Karena keasyikan main judi, ayahnya, Tuan Raksa malah menyuruh perempuan selingkuhannya untuk mengurusi Jihan. Sejak saat itu, sang gadis memiliki dendam pribadi dengan ayahnya.

Bahkan disaat sang ibu pulang dari luar kota, Jihan pun menceritakan semuanya kepada ibunya, jika ayahnya berselingkuh dan bermain judi.

Namun tanggapan Nyonya Lisda terlihat dingin.

Akan tetapi pertengkaran tidak terelakkan lagi diantara pasangan suami istri itu. Tuan Raksa yang marah lalu memukul Jihan sampai babak belum untuk melampiaskan rasa emosinya. Maka semakin besarlah dendam Jihan kepada ayahnya.

Jihan yang sedang duduk di teras, menjadi kaget saat mendengar adegan piring terbang dari dalam rumahnya. Tentu saja pertengkaran keduanya berlanjut lagi.

Jihan sudah tidak peduli lagi dengan kedua orang tuanya. Dia telah berkeinginan bulat untuk mandiri dan hidup sendiri. Dirinya malah mendukung perceraian keduanya.

Gadis berusia tujuh belas tahun itu, sudah tidak mau lagi berurusan dengan kedua orang tuanya.

Jihan yang baru pulang sekolah itu, mulai masuk ke dalam rumah. Baru sampai di ruang tamu, berbagai macam pecahan piring cantik dan kendi koleksi Mama Lisda bertebaran di lantai.

Pasangan suami istri itu segera menghentikan pertengkaran mereka. Namun keduanya menatap tajam ke arah Jihan.

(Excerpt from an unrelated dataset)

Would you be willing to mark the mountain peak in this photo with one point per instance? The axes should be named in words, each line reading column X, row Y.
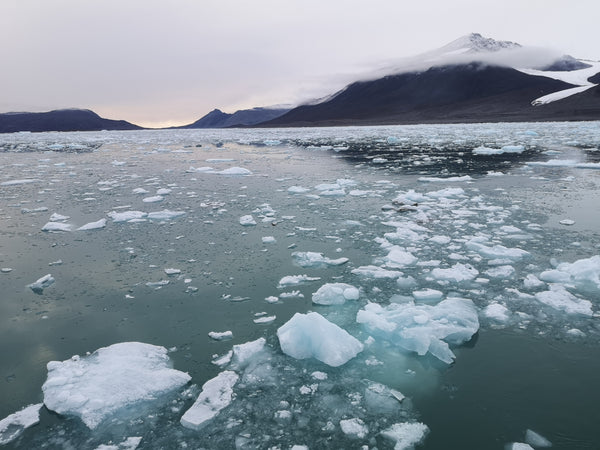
column 476, row 43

"Dari mana kamu! Kok baru pulang sekarang?" hardik Tuan Raksa penuh amarah. Waktu memang telah menunjukkan pukul enam sore.

"Aku baru pulang les, Pa." jawabnya santai.

"Memangnya kamu les apaan? Bukannya Mama sudah tidak membiayai les mu?" selidik Tuan Raksa.

"Saya membiayainya sendiri." Jihan tetap santai menjawab kedua orang tuanya.

"Dari mana kamu mendapatkan uang? Dasar anak kurang ajar!" Tuan Raksa lalu melangkah menuju ke arah Jihan lalu menampar pipi gadis itu dengan keras.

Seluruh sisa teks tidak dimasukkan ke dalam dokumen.